Ronald Reagan a donné aux Américains et aux yeux du monde entier l’image d’une Amérique retrouvée, fière d’elle même, forte, leader naturel du monde occidental en un temps où la rivalité des deux blocs prévalait encore.

Elle restait pourtant rassurante pour le monde libre et pleine d’espérance pour le monde encore prisonnier de " l’Empire du Mal " (une expression qui n’a finalement paru exagérée qu’à ceux qui ne le vivaient pas de l’intérieur ou qui rêvaient encore de l’étendre à l’Ouest et au Sud).

Face à une Amérique qui désormais " fait peur ", même aux admirateurs de Reagan (il y en avait peu " en temps réel ", mais il y en avait quand même) ; face à une Amérique qui semble rechercher dans l’opposition du monde entier les remèdes à son hyper-puissance ; face à une Amérique qui donne enfin des raisons d’être majeures et impérieuses à une Europe réunie à qui elles manquaient tant, il est particulièrement intéressant de réfléchir un instant à l’équation personnelle de Ronald Reagan. Cette équation semble être d’un grand poids dans la balance de ce jugement, avec aussi le changement profond des circonstances mondiales qui devrait amener sans doute les États-Unis à une révision profonde des priorités de son agenda.

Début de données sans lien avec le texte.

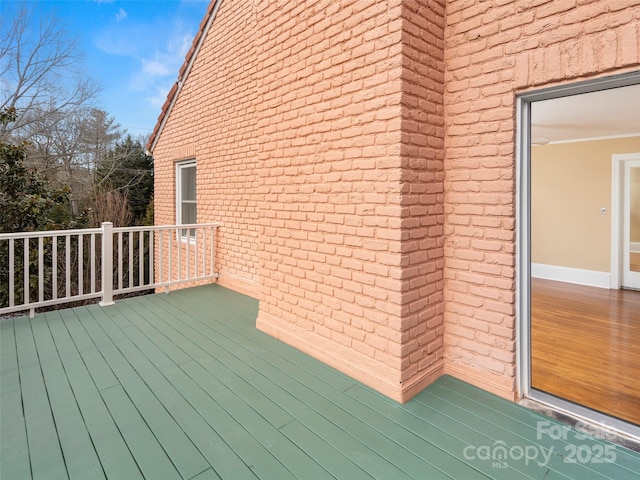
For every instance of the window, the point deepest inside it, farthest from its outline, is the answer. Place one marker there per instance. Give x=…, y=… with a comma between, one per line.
x=186, y=212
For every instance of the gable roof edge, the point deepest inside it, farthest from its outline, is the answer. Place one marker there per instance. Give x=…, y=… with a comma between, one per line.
x=189, y=60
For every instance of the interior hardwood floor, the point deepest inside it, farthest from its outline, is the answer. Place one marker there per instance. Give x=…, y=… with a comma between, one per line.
x=585, y=346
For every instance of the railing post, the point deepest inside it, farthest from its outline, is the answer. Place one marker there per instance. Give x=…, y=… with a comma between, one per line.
x=107, y=264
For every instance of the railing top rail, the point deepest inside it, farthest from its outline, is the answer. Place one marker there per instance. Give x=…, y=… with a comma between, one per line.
x=165, y=227
x=50, y=233
x=89, y=231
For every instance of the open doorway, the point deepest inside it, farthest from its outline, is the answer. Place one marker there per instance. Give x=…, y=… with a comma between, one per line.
x=580, y=342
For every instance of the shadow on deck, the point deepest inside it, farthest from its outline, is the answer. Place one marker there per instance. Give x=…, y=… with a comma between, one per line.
x=182, y=386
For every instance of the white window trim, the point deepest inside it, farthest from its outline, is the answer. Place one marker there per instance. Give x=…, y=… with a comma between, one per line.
x=179, y=201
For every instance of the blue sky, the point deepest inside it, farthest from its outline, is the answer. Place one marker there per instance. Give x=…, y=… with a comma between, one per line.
x=133, y=49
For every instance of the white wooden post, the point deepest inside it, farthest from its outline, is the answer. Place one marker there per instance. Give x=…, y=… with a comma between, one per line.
x=107, y=264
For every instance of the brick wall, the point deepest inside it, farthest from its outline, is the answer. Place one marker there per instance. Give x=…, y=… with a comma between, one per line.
x=351, y=129
x=494, y=49
x=213, y=121
x=360, y=156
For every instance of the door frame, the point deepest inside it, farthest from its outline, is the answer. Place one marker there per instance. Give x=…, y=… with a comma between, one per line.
x=618, y=162
x=524, y=101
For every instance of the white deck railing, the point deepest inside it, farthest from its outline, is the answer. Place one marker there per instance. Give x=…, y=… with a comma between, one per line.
x=41, y=269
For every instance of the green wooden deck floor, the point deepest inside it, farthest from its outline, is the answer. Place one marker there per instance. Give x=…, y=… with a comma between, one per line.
x=182, y=386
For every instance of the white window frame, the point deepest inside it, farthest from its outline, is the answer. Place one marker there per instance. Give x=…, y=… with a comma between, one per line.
x=180, y=166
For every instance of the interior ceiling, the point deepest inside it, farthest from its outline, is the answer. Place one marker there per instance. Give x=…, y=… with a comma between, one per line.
x=607, y=113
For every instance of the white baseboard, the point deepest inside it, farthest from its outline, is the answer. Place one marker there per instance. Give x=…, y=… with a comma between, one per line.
x=579, y=276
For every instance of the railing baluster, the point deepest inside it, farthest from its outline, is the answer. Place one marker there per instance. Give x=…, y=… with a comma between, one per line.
x=119, y=260
x=179, y=246
x=170, y=256
x=188, y=250
x=212, y=231
x=25, y=280
x=12, y=270
x=204, y=251
x=195, y=254
x=92, y=254
x=107, y=264
x=131, y=246
x=68, y=264
x=41, y=269
x=193, y=261
x=160, y=254
x=151, y=257
x=80, y=264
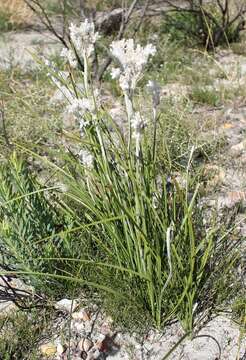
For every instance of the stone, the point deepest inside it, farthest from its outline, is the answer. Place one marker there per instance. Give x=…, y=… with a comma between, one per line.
x=66, y=305
x=85, y=344
x=81, y=315
x=48, y=349
x=238, y=148
x=60, y=349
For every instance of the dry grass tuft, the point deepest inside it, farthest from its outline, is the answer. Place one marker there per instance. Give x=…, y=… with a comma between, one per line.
x=16, y=11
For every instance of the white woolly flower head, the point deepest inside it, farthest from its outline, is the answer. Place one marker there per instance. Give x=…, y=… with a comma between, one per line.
x=132, y=59
x=84, y=37
x=69, y=56
x=86, y=158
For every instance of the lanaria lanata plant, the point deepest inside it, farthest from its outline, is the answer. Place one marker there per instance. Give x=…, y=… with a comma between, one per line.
x=146, y=227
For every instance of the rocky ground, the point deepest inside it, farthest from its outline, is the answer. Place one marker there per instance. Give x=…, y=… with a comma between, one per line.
x=93, y=335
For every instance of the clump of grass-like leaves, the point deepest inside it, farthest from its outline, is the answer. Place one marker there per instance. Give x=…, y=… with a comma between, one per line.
x=146, y=242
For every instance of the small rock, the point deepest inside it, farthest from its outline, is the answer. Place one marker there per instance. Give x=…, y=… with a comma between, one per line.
x=238, y=148
x=60, y=349
x=48, y=349
x=81, y=315
x=85, y=344
x=66, y=305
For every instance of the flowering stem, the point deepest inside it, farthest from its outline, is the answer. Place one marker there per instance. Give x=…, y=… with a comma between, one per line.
x=86, y=74
x=129, y=110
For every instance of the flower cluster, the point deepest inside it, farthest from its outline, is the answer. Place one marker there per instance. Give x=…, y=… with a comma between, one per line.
x=83, y=38
x=86, y=158
x=132, y=59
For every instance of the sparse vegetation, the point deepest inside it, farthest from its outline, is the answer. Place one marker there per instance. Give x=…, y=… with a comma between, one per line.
x=117, y=208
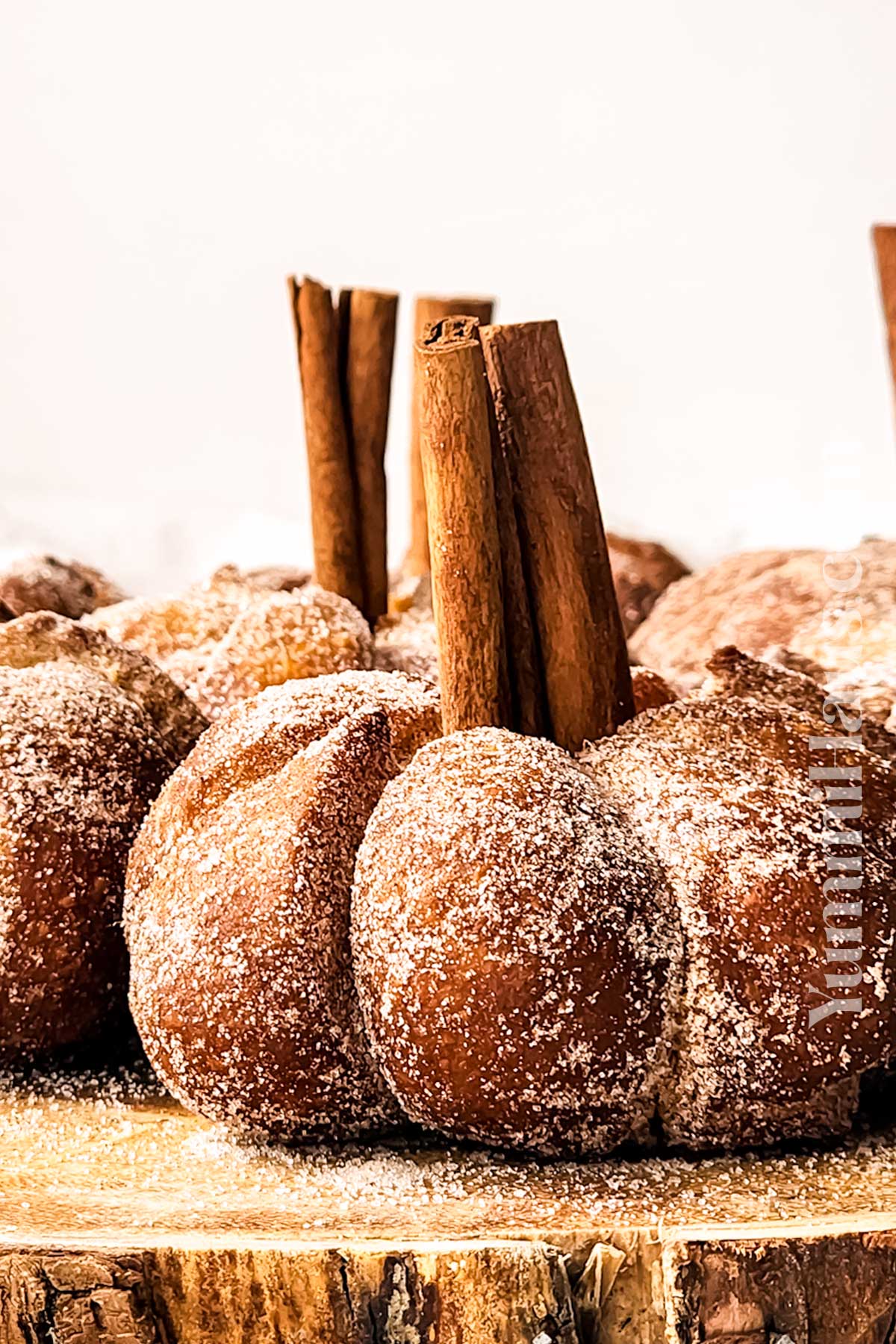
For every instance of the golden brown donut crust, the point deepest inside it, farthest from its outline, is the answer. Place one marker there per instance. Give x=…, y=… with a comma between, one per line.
x=777, y=598
x=511, y=948
x=230, y=638
x=719, y=789
x=641, y=573
x=87, y=735
x=238, y=905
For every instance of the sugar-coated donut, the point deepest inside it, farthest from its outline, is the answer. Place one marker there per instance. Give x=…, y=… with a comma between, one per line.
x=45, y=584
x=721, y=792
x=87, y=735
x=561, y=960
x=231, y=636
x=641, y=573
x=835, y=611
x=238, y=905
x=512, y=944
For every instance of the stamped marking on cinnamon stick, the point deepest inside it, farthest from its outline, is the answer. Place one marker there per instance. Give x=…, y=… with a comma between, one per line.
x=564, y=550
x=455, y=452
x=429, y=309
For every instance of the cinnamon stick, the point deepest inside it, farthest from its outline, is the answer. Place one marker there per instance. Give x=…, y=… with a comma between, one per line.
x=337, y=562
x=455, y=455
x=367, y=344
x=564, y=550
x=884, y=238
x=429, y=309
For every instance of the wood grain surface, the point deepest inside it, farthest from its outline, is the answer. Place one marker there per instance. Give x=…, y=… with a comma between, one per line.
x=124, y=1218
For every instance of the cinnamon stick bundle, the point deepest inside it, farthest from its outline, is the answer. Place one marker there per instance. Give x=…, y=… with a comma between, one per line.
x=346, y=367
x=564, y=550
x=455, y=453
x=367, y=344
x=429, y=309
x=884, y=238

À un lectorat majoritairement chrétien, il doit être possible de dire que l’incarnation des vertus cardinales (qui en sont peut-être aussi en politique) et le rayonnement en sa personne des fruits de l’esprit n’y jouent pas un rôle mineur.

La force. Il incarnait, lui, la force (dont on a habilement essayé de revêtir un vieux matois de Saintonge), la résolution sans faille, sans une once de méchanceté ou de dureté personnelle perceptible, c’est-à-dire avec modération, sur le plan interne comme sur le plan international.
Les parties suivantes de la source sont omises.